Masjid Agung Surakarta atau juga dikenal dengan Masjid Agung Solo pada awal pembangunannya ditujukan sebagai masjid khusus untuk Negara Keraton Surakarta Hadiningrat. Dirawat dan difungsikan oleh pihak anggota keluarga kerajaan. Lalu semua pengurus masjid merupakan abdi dalem Keraton Surakarta, sebagai contoh misalnya Kanjeng Raden Tumenggung Penghulu Tafsiranom, dan juga Lurah Muadzin.
Masjid Agung Surakarta / Masjid Agung Solo ini dibangun pertama kali pada tahun 1763 M Oleh Sultan Pakubuwono III. Selesai dan difungsikan pada tahun 1768 M dan berdiri diatas lahan seluas 19.180 meter persegi. Sebagai batas areal masjid dengan areal pemukiman warga, dibangun tembok yang mengelilinya setinggi 3.25 meter.

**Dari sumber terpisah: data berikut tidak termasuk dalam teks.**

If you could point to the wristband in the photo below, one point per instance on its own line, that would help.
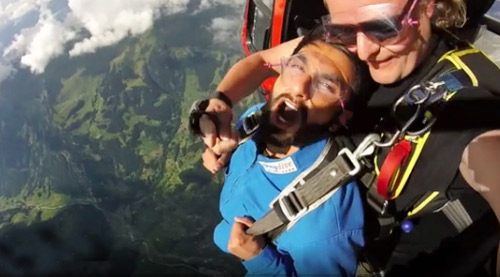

Bangunan Masjid Agung Surakarta mirip dengan bangunan masjid di Jawa pada umumnya, yiatu berupa tajug dengan atap tumpang tiga, serta ditambah ornamen mustaka pada puncaknya.
Masjid Agung Surakarta terletak di sebelah Pasar Klewer Surakarta yang terkenal dengan pasar grosir kain, dan juga terletak di sebelah barat Alun-Alun sebelah utara Keraton Kasunanan Surakarta. Tak heran jika setiap hari masjid ini juga tetap ramai dikunjungi oleh masyarakat sekitar untuk menunaikan ibadahnya.
Jika kita menilik dari sejarah, Masjid Agung Surakarta merupakan salah satu elemen yang tidak dapat dipisahkan dari proses perkembangan Syiar agama Islam yang beredar di pulau Jawa, khususnya di Kota Surakarta dan sekitarnya. Bisa dilihat bahwa pada zaman dahulu, Keraton Surakarta sudah sangat maju dimana memiliki keseluruhan aspek yang harus dimiliki oleh sebuah negara maupun kesultanan. Yaitu Masji sebagai unsur agama (sebagai tempat ibadah), kemudian alun-alun sebagai sarana Raja bertemu dengan rakyat luas, dan Pasar (saat ini disebut Pasar Klewer) sebagai pusat kegiatan Ekonomi berlangsung. Struktur seperti ini menunjukkan bahwa Kerajaan Surakarta benar-benar maju dan memperhatikan keseluruhan aspek kehidupan dan kesinambungan antara pihak keraton dengan rakyatnya.
Masjid Agung Surakarta meskipun sudah berumur hampir 300 tahun, ternyata masih dapat berdiri kokoh dan masih difungsikan sebagaimana tempat ibadah umat muslim lainnya. Bahkan bangunannya pun masih terlihat asli tanpa perubahan apapun pada bangunan utamanya. Masjid ini dari satu versi cerita di bangun oleh Raja Surakarta Paku Buwono III pada tahun 1785 M, namun menurut versi lain dari Basid Adnan dan Eko Budihardjo, Masjid Agung Surakarta dibangun pada sekitar tahun 1757 dengan adopsi Masjid Demak. Tepat setelah 12 tahun pindahnya Kasunanan Surakarta ke wilayah desa Sala dari Kartasura.
Menurut cerita tutur masyarakat setempat, konon kubah atau mutaka yang dipasang dibagian atap masjid pada zaman dahulu dilapisi dengan emas murni seberat 7,5 Kg, yaitu terdiri dari 192 keping uang ringgit emas. Namun, karena beberapa kejadian saat ini emas tersebut sudah hilang. Pemasangan kubah emas tersebut diprakarsai oleh Raja Pakubuwono VII bersama dengan Condro Sangkolo pada sekitar tahun 1878 M.
Bentuk ciri khas asli bangunannya tetap dipertahankan meskipun sudah beberapa kali mengalami renovasi. Renovasi pertama dilakukan oleh Pakubuwono IV, lalu dilanjutkan oleh Pakubuwono VII pada tahun 1856. Beberapa bangunan yang dipugar pada saat itu adalah penambahan serambi masjid untuk pertemuan dengan kaum muslim, kemudian ditambahkan pula satu menara untuk adzan dan juga memperbaiki beberapa tempat wudhu dan gapura disekitar.
Pembangunan menara kembali dilakukan pada tahun 1929 yang menghabiskan dana 100.000 gulden, dengan tinggi sekitar 30 meter dan terbuat dari beton bertulang. Pondasinya dibuat dengan beberapa batang kayu cemara, sehingga dapat bertahan sampai saat ini.